JBL「STUDIO 230」は、逆にNS-B330より一回りサイズが大きい。その風貌からの期待そのまま、中低域の量感はNS-B330よりも分厚く、迫力のあるサウンドだ。映画などのコンテンツを再生する際はこちらの方が楽しそうだ。ただ、ピュアオーディオ的に聴くと、低域の分解能がもう一声欲しい。“ザ・バスレフの低音”という感じで、量は多いがボワッと膨らんでおり、もう少し締りが欲しい。それに負けじと突き抜ける高域は鋭い。全体的にアメリカンなサウンドだ。
誰もが楽しめる価格のハイレゾ対応スピーカーを
“低価格なハイレゾ対応のスピーカー”と聞くと、言葉は悪いが「最近のハイレゾブームに乗っかって作りました」という感じがちょっと漂う。だが、そんな私に飛世氏は、今から約10年前に「自分が目指している音」を出会う人達に知ってもらおうと作ったという、1つのカードを見せてくれた。
そこには「ハイレゾリューションサウンド」、「繊細な音の再現力」と書かれている。ハイレゾという言葉が広く使われるはるか前に、既にハイレゾを目指していたというわけだ。そんな飛世氏は、最近のハイレゾサウンドをどう見ているのだろうか?
飛世:私は写真も好きで、フィルムで40年撮影しています。そこでもデジタルには何か物足りないものを感じていました。CDの音は輪郭はハッキリしていますが、スカスカで、中身が詰まっていないという感じをずっと持っていたのです。
しかし、最近のハイレゾ、特にDSDの11.2MHzのコンテンツを聴いていると、凄くアナログに近づいてきたなと感じます。アナログの最盛期にコンテンツ側が到達しようとしているのだから、それを再生する機器側もそれについていかないといけないと感じています。
同時に、アナログを超えている部分も無くてはなりません。
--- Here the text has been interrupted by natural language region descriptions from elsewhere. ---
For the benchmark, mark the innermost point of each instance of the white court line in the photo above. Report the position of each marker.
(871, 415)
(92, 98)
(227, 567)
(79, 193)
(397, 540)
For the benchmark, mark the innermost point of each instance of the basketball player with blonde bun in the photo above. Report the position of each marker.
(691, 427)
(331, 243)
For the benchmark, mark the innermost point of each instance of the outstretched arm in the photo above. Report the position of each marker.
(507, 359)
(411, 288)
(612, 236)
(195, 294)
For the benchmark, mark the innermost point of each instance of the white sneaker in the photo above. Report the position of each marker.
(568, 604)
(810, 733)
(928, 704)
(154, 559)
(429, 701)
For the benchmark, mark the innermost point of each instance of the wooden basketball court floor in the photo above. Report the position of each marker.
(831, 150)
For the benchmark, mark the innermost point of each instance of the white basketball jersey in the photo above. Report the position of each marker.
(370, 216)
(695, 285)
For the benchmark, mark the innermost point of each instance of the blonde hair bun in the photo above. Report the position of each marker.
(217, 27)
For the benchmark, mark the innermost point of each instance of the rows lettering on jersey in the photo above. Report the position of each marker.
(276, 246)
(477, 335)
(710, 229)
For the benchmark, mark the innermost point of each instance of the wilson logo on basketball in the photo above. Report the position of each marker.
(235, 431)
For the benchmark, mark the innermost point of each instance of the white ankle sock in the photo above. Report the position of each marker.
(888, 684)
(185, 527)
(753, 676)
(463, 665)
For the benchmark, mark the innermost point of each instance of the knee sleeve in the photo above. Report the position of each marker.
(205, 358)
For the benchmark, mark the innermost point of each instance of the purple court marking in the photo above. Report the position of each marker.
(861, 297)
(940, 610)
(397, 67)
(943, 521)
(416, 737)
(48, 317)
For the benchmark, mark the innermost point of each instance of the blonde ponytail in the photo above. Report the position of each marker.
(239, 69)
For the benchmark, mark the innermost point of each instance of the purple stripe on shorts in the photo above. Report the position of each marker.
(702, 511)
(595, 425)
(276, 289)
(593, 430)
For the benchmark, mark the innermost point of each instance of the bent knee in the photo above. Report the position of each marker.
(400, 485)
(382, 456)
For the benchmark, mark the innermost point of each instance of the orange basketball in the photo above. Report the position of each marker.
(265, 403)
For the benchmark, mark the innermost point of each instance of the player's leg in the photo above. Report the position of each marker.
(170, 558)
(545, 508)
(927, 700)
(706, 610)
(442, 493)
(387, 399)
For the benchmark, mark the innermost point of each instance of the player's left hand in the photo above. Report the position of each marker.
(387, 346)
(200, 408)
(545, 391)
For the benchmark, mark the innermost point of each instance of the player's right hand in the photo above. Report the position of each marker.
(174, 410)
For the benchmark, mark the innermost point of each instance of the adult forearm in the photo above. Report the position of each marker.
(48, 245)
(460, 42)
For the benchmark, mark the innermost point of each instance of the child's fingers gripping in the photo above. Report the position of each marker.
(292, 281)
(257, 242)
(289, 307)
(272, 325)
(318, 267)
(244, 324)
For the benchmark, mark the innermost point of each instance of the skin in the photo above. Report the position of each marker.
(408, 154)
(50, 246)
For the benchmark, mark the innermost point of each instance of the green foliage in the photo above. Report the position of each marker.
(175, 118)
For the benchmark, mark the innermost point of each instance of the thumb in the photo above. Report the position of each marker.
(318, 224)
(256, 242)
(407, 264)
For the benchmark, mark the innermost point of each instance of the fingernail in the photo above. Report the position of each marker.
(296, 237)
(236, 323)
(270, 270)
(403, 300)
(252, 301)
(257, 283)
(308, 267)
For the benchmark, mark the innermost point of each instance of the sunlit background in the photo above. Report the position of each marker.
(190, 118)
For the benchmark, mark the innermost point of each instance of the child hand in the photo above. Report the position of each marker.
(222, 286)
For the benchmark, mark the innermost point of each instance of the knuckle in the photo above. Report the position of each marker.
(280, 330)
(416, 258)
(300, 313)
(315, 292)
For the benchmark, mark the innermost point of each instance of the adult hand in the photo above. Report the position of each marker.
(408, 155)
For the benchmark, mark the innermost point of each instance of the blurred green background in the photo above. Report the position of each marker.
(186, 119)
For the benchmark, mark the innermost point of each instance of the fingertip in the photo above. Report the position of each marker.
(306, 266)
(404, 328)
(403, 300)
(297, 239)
デジタルが優れているのはリアリティと透明感ですね。透明感があり、音場が広く、ほんとうにその場にいるようなリアリティ。ライブ会場で音に包まれながら、細かな音までクリアに解像できる……アナログでは難しかった音も、ハイレゾであれば可能になると感じています。
ハイレゾブームが到来しているが、話題になるのはヘッドフォンやポータブルプレーヤーなど、モバイル用機器が中心で、スピーカーはやや蚊帳の外に置かれている感もある。だが、スピーカー再生ならではの良さと、ハイレゾソースが掛け合わさった時に、据え置き型オーディオの新しい魅力が開花するのは間違いない。そんな魅力を、超高級システムを使う一部のマニアだけでなく、多くの人が体感してこそブームに終わらない真のハイレゾ時代は到来するだろう。そうした意味でも、ペア43,000円と買いやすいハイレゾブックシェルフスピーカーの登場を歓迎したい。